Department of Electrical and Computer Engineering, University of New Mexico, Albuquerque, NM 87131-0001, USA.
Neuroimage. 2011 Sep 15;58(2):526-36. doi: 10.1016/j.neuroimage.2011.06.044. Epub 2011 Jun 24.
Pattern classification of brain imaging data can enable the automatic detection of differences in cognitive processes of specific groups of interest. Furthermore, it can also give neuroanatomical information related to the regions of the brain that are most relevant to detect these differences by means of feature selection procedures, which are also well-suited to deal with the high dimensionality of brain imaging data. This work proposes the application of recursive feature elimination using a machine learning algorithm based on composite kernels to the classification of healthy controls and patients with schizophrenia. This framework, which evaluates nonlinear relationships between voxels, analyzes whole-brain fMRI data from an auditory task experiment that is segmented into anatomical regions and recursively eliminates the uninformative ones based on their relevance estimates, thus yielding the set of most discriminative brain areas for group classification. The collected data was processed using two analysis methods: the general linear model (GLM) and independent component analysis (ICA). GLM spatial maps as well as ICA temporal lobe and default mode component maps were then input to the classifier. A mean classification accuracy of up to 95% estimated with a leave-two-out cross-validation procedure was achieved by doing multi-source data classification. In addition, it is shown that the classification accuracy rate obtained by using multi-source data surpasses that reached by using single-source data, hence showing that this algorithm takes advantage of the complimentary nature of GLM and ICA.

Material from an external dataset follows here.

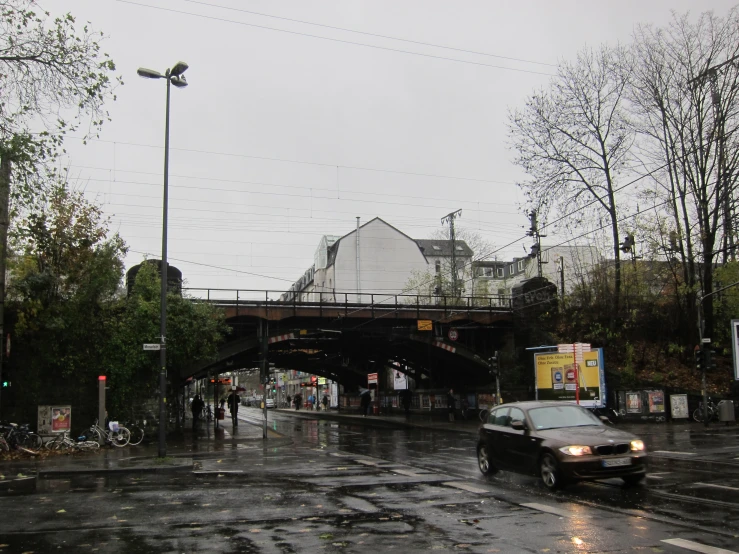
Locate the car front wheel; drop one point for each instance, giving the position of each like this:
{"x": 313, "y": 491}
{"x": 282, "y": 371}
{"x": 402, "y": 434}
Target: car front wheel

脑成像数据的模式分类可以实现对特定感兴趣群体认知过程差异的自动检测。此外,通过特征选择过程还可以提供与检测这些差异最相关的脑区的神经解剖学信息,这些过程也非常适合处理脑成像数据的高维性。本研究提出了一种使用基于组合核的机器学习算法进行递归特征消除的应用,用于健康对照组和精神分裂症患者的分类。该框架评估了体素之间的非线性关系,对听觉任务实验的全脑 fMRI 数据进行分析,将其分割成解剖区域,并根据相关性估计递归地消除不相关区域,从而得到最具判别力的大脑区域集,用于组分类。使用两种分析方法(GLM 和 ICA)处理收集的数据。然后将 GLM 空间图以及 ICA 颞叶和默认模式成分图输入到分类器中。通过采用留二法交叉验证程序,实现了高达 95%的平均分类准确率。此外,还表明使用多源数据进行分类所获得的分类准确率超过了使用单源数据所达到的准确率,从而表明该算法利用了 GLM 和 ICA 的互补性。